Shouler path disloc/sublax Flashcards
Shoulder Dislocation/subluxation
o Complete/partial dissociation of the articulating surfaces of the glenohumeral joint
o This occurs usually anteriorly (subcoracoid, subglenoid, subclavicular) and less often posteriorly
Etiology:
o Anterior dislocation= mechanism of injury is often with excessive abduction and external rotation of the humerus: either direct trauma with shoulder in this position (football) or indirect trauma (FOOSH)
o Posterior dislocation= mechanism of injury is usually flexion, adduction and internal rotation of the humerus – a person breaking their forward fall with an outstretch hand or elbow
Signs & Symptoms:
o Joint reduction is usually needed
o Severity of injury depends on the extent of tissue damage (joint and muscle)
o Sulcus sign – visible deformity, loss of deltoid ‘roundedness’
o Acute: pain, severe bruising, protective muscle spasm, joint effusion, possible hemarthrosis/tears/strains, holding pattern to protect joint
o Subacute: unstable joint – muscles provide stability, MTP, decrease in ROM, adhesions develop around the joint, pain and edema slowly diminish
o Chronic: localized joint capsule pain when its stressed, bruising gone, joint is a little more stable except of direction of injury (unless surgically repaired), restricted ROM, matured adhesions, hypertonicity and MTP of muscles crossing the joint and other compensatory structures, muscle weakness, disuse atrophy, loss of proprioception
o Complications= rotator cuff tears, glenoid labrum tear, avulsion fracture (greater tubercle), nerve and blood vessel injury, avascular necrosis, muscle atrophy (true or disuse), adhesive capsulitis
OBSERVATION
Protective posturing around affected arm
Sulcus Sign
ROM TESTING
Shoulder Apprehension Sign (AROM)
- Instruct Patient to slowly move the arm and joint into the position in which the dislocation took place (e.g. AB + ER+EXT)

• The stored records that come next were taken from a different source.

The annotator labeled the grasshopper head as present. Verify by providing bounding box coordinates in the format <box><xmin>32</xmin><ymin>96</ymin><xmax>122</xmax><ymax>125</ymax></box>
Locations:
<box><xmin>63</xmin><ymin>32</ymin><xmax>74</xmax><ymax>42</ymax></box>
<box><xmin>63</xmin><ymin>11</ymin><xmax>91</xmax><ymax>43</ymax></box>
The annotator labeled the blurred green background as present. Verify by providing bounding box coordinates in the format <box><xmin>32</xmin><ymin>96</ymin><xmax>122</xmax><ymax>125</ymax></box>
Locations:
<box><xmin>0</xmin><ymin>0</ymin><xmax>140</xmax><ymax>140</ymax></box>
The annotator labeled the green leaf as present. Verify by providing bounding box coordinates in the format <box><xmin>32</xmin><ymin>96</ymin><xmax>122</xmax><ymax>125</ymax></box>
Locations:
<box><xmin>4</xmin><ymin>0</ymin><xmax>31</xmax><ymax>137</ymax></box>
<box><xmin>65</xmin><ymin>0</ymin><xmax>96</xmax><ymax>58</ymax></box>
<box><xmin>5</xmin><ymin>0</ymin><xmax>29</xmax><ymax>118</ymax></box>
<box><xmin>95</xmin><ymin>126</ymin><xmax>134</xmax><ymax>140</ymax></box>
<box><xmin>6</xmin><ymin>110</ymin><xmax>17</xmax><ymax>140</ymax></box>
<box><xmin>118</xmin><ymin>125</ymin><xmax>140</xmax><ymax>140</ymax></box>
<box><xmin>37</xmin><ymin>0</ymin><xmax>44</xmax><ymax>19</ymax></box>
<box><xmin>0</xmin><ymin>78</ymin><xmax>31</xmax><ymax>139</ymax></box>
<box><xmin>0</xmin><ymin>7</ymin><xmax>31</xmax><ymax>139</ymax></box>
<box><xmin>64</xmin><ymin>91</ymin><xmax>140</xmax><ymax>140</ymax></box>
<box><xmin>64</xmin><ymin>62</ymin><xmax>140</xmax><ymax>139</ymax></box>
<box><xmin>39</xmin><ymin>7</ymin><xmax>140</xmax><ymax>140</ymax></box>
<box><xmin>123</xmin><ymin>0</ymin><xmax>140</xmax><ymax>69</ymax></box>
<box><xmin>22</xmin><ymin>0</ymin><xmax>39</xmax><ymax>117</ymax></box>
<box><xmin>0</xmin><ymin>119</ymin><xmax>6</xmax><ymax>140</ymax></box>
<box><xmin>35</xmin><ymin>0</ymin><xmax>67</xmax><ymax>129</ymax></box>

- Patient apprehension indicates unstable joint capsule
- *If present, do not perform PROM to avoid further injury to GH joint
SPECIAL TESTS
- Rockwood (Anterior instability)
- Push-pull (Posterior instability)
- Feagin ( Inferior instability)
Treatment planning:
Acute:
- First 3-4 weeks the guest is usually immobilized
- Position for comfort and stability
- Reduce pain, decrease SNS firing, decrease edema, maintain local circulation, and address compensatory structures with general Swedish, petrissage, and MLD techniques. Ice if needed
Subacute:
- As per acute stage
- Reduce but do not remove protective muscles spasm
- Maintain available ROM (PROM)
- Prevent disuse atrophy (Isometric contractions)
- Late subacute – prevent excess adhesion formation: begin cross-fibre frictions
Chronic:
- As per subacute
- Cross-fibre frictions to areas of fibrosis to prevent adhesions and maintain mobility between structures
- Reduce hypertonicity
- Restore ROM and strength
Precautions and Contraindications:
- As per general orthopedic treatment
- Be aware of the type of reduction involved – muscular, screws or pins, etc.
- Joint play should be avoided where the capsule hasn’t been surgically reduced
- Avoid REMEX in the acute stage
- Before restoring ROM in direction of dislocation, ensure the majority of strength is regained in the muscles crossing the joint
REMEX & homecare:
- Gradually increase range
- Strengthen muscles to help with stability
- Re-educate proprioception
- Encourage activity to help prevent fibrosis and hypomobility
- Strengthen both anterior and posterior aspects: anterior to increase stability and posterior to reposition the humerus to its anatomical position.